I don't think its hard to get work permit in Singapore as long as a company is willing to pay you a wage above a certain amount which isn't alot. 

The impression I got from seeing the number of foreign workers seems as though they are giving out work permits like discount coupons. Employers here are quite exploitive as far as I experienced, unless you are getting scouted to work here as a senior executive (Director/CEO etc.), you are better off working elsewhere or staying where you are with the below average social environment and working culture here. Don't believe what you hear about it being a superbly clean place...its not when you venture into the suburbs. Crime rates are low though and you won't see firearms on anyone except the police, not even fire crackers.


----------



## synthia (Apr 18, 2007)

Remember, Singapore is being evaluated on cleanliness by comparing it to other countries in Asia, where the litter is piled in the streets, the water isn't safe to drink, and there is standing water full of mosquito larvae nearly everywhere. And there are a few people who are comparing it to itself fifty years ago.

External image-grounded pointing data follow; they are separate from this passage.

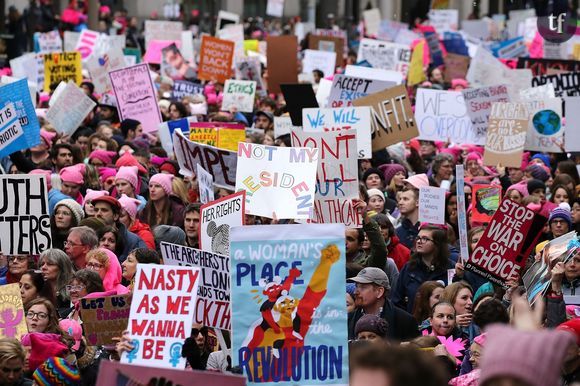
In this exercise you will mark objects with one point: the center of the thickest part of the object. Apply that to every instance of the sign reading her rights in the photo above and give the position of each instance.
(392, 117)
(161, 316)
(216, 220)
(215, 61)
(24, 217)
(504, 248)
(278, 181)
(62, 66)
(212, 307)
(506, 135)
(287, 304)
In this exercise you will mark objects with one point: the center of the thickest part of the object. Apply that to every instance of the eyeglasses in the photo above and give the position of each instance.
(39, 315)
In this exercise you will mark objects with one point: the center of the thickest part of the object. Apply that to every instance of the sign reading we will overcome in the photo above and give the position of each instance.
(506, 243)
(295, 272)
(212, 307)
(24, 217)
(161, 316)
(278, 180)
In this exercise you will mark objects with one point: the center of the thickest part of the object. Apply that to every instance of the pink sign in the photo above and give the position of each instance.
(136, 96)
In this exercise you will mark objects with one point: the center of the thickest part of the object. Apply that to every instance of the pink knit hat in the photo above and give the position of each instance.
(130, 205)
(164, 180)
(129, 174)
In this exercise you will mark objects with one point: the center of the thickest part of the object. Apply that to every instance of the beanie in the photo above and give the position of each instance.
(129, 174)
(56, 371)
(533, 357)
(164, 180)
(74, 207)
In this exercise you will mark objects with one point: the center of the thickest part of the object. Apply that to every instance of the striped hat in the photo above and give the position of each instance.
(56, 371)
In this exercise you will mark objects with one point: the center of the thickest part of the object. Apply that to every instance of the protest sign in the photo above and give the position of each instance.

Besides, most of the commentsabout it being clean are probably intended to be negative, because people see Singapore as repressive. Especially after the chewing gum ban.


----------



## sling (May 24, 2007)

Again, you are assuming that I have to live in plush quarters, have never been to Singapore, and am only coming to get rich.


----------



## movemove (Jul 22, 2007)

sling said:


> Again, you are assuming that I have to live in plush quarters, have never been to Singapore, and am only coming to get rich.


I am not assuming you are trying to get rich by working in Singapore, that would be laughable. What I am trying to say is not to expect the social and working culture/environment to be on par or above other developed nations. Just don't want you to have unrealistic expectations and be let down after you put everything you have on trying to get there.


----------